In such a context, doubts and concerns over the investigations and cases of former Tymosehnko government officials will remain despite the fact that similar corruption and abuse of power cases have been opened against members of Yanukovych’s political party and key political allies. This list includes the former Regions’ Party speaker of the Crimean parliament, a former Deputy Environment Minister from the current government, an official from the current presidential administration, and numerous high-ranking officials from the Kyiv city administration, whose leadership backed Yanukovych in last year’s presidential election.

Doubts also persist despite the fact that the Yanukovych administration and Prime Minister Azarov’s government hired Western investigators to document corruption and abuse of power under the former government. Moreover, the very fact that the government is pursuing cases in the U.S. and the U.K. against offshore and foreign companies linked to allegation of fraud in the purchase of antiviral drugs, vans, and automobiles makes it clear that the government believes it and its investigators have uncovered credible instances of such violations.

Nevertheless, the reality is that while Western governments continue to exhort Ukraine to confront corruption, until the justice and prosecutorial systems are restructured in a fashion that advances their independence, Western skepticism of corruption charges against high-ranking opposition leaders will remain. Nor is the credibility of the government’s prosecution bolstered by the unreasonably rough treatment of officials suspected of relatively minor infractions (former Interior Minister Yuri Lutsenko) or by onerous limitations on the domestic and international travel of opposition leaders (especially Tymoshenko).

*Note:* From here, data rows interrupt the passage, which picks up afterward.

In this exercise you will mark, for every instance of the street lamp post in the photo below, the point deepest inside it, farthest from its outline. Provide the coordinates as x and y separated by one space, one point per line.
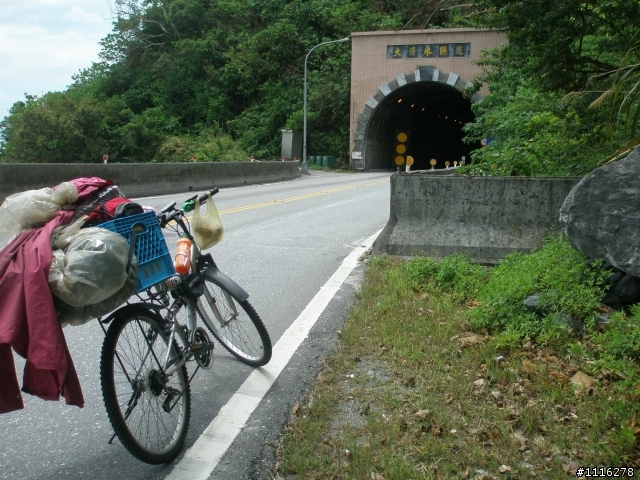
305 167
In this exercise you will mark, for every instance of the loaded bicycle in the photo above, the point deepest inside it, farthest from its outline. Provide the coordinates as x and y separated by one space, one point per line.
150 341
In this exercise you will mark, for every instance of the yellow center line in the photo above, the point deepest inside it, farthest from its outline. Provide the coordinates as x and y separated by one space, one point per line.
299 197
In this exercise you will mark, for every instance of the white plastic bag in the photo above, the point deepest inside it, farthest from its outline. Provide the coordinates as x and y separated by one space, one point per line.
207 228
91 268
34 208
76 316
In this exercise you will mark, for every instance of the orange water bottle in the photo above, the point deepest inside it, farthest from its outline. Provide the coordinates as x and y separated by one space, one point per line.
182 262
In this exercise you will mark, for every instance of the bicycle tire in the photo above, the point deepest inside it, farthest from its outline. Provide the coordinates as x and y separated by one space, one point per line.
241 332
134 376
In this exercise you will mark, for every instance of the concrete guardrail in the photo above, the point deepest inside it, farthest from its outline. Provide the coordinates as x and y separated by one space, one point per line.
143 179
488 217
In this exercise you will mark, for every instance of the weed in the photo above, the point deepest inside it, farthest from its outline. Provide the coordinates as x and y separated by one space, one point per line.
411 392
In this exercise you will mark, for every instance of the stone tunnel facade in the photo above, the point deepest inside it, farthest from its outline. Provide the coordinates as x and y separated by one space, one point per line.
414 81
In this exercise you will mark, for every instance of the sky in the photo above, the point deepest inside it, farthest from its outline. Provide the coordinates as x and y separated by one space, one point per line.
44 42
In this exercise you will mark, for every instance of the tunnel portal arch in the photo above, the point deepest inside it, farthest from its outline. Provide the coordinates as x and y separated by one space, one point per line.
431 105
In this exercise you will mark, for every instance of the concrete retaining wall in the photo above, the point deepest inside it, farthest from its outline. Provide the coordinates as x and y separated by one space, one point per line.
141 179
489 217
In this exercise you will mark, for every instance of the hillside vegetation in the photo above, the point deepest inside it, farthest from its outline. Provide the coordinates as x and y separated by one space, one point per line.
219 79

In such a context, Ukraine’s current leadership should:

  1. undertake a wide-ranging reform of the criminal code;
  2. enlist eminent European and North American experts as advisors in a process aimed at depoliticizing Ukraine justice system;
  3. decriminalize the offense of bringing material damage to the government unless malicious intent can be proven by making it a civil offense;
  4. refrain from imprisoning those being investigated for nonviolent crimes, provided there is no proven evidence of attempts or plans to flee the country; and
  5. allow leading opposition figures freedom of movement in the pursuit of their political activities.

Such steps would not remove all doubts about political motives behind the recent spate of criminal cases opened against members of the former government. They would, however, open to door for a more balanced view in the West of the motives cases under investigation and set in motion a process of mutual give and take between Ukraine and the democratic world.

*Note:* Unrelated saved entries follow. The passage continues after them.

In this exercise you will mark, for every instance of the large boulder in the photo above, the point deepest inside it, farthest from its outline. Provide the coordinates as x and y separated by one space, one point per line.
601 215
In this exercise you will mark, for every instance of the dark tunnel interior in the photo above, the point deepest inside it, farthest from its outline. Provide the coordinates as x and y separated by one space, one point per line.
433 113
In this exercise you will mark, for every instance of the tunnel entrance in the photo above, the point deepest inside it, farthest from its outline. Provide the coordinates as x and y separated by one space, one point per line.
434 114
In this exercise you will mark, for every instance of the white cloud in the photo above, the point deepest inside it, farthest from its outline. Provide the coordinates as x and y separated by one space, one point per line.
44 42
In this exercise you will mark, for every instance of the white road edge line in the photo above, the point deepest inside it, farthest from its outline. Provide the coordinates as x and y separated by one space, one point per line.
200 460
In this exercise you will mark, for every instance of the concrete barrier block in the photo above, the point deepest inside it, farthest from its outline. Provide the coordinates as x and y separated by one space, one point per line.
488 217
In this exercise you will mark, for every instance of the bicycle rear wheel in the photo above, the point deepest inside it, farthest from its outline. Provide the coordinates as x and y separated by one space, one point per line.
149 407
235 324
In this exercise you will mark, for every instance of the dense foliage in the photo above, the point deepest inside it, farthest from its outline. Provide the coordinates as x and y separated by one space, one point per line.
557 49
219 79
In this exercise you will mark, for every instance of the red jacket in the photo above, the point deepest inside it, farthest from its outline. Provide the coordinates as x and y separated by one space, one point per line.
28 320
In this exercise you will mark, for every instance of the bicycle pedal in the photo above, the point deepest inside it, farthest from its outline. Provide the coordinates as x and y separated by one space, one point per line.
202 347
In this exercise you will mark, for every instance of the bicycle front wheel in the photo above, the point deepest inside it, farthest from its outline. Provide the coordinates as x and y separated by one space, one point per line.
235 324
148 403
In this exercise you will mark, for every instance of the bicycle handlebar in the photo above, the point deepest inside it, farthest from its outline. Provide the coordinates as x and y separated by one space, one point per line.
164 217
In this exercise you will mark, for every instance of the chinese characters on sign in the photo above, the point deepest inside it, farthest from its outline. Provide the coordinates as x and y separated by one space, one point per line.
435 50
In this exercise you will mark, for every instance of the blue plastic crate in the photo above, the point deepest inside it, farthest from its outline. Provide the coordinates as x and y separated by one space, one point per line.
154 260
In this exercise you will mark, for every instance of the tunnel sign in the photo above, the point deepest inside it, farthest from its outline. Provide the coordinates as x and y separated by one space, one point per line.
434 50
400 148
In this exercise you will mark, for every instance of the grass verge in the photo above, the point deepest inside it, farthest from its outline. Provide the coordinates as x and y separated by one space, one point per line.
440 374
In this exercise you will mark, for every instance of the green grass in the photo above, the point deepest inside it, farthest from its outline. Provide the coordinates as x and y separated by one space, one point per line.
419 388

In the end, Yanukovych’s practical approach to relations with Europe, his strategic aim of European integration, his serious pursuit of free trade with Europe, his support for bringing Ukrainian law and regulations into conformity with European standards and the recommendations of the Venice commission,  his recent comments about the harshness of police and prosecutorial actions, and his admission in Davos that a “post-Soviet mentality” is responsible for “stifling democratic reforms” are all indications of his openness to criticism and his willingness to correct mistakes.

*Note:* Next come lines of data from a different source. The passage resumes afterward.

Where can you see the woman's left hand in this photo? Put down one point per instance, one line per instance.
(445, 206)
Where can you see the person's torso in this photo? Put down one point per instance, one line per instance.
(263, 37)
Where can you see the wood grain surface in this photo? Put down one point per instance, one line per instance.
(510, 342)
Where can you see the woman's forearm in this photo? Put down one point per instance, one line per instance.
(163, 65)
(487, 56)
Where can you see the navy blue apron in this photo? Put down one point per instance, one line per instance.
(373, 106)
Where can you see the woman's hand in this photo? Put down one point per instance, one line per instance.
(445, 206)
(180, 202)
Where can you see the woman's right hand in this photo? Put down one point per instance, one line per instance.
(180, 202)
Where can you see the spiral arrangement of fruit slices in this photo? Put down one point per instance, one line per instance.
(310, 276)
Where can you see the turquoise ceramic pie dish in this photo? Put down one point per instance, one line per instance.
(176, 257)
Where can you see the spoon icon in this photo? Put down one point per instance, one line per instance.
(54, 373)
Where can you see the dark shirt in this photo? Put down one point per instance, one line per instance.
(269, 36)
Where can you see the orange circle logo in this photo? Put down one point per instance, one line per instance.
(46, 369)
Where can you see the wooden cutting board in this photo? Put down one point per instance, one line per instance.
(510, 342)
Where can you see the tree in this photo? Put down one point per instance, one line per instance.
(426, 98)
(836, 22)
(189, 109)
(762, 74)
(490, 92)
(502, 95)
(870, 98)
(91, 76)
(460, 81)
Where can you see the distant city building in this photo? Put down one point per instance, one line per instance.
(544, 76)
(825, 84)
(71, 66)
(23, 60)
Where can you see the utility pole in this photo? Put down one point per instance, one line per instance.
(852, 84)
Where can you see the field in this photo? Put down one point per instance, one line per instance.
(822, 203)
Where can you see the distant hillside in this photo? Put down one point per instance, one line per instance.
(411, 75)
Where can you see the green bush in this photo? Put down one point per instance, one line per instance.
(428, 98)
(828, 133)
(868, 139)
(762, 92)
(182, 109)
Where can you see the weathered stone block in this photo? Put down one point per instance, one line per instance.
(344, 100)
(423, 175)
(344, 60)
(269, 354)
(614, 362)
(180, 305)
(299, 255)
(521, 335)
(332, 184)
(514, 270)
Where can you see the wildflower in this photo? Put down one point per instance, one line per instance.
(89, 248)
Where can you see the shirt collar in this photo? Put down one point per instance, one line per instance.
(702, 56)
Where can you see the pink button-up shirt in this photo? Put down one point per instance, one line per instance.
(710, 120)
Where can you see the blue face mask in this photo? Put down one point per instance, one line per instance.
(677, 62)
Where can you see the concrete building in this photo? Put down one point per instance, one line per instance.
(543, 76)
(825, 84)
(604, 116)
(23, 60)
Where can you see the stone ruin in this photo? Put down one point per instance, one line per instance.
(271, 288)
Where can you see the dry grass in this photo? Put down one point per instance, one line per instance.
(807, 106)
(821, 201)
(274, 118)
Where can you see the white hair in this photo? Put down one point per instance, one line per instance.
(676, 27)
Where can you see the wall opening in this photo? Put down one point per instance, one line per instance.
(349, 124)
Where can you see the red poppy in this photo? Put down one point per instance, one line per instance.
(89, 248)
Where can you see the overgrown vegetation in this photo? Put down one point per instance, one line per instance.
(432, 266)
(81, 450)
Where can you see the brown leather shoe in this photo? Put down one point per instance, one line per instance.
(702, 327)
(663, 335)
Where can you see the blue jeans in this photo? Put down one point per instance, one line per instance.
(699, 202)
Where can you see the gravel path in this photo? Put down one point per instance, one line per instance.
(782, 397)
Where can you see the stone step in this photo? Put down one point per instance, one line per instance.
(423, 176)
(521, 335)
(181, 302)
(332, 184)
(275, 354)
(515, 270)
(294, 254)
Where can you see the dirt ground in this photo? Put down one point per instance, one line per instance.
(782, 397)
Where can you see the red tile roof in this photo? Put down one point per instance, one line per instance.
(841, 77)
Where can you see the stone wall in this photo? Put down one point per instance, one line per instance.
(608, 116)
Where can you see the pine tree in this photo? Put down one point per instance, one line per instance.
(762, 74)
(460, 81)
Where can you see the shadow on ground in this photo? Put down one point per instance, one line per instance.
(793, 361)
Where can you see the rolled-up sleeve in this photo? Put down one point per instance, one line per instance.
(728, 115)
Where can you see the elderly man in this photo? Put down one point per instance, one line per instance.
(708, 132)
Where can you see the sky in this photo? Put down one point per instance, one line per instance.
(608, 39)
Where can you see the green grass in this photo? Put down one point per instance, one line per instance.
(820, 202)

Still, it is clear that Ukraine and the Yanukovych presidency are at a crossroads. The message from the European Union is clear: there can be no compromises on the European values of democracy and the rule of law. It would be a shame if the significant progress Yanukovych is making on the economic front were to be obscured and his aim of advancing Ukraine’s integration into Europe were to be undermined by a crude justice system. It is important that the President and his government take positive steps to address this challenge.

Adrian Karatnycky is Senior Fellow at the Atlantic Council. For over a decade, he was Executive Director and President of the US-based human rights group Freedom House.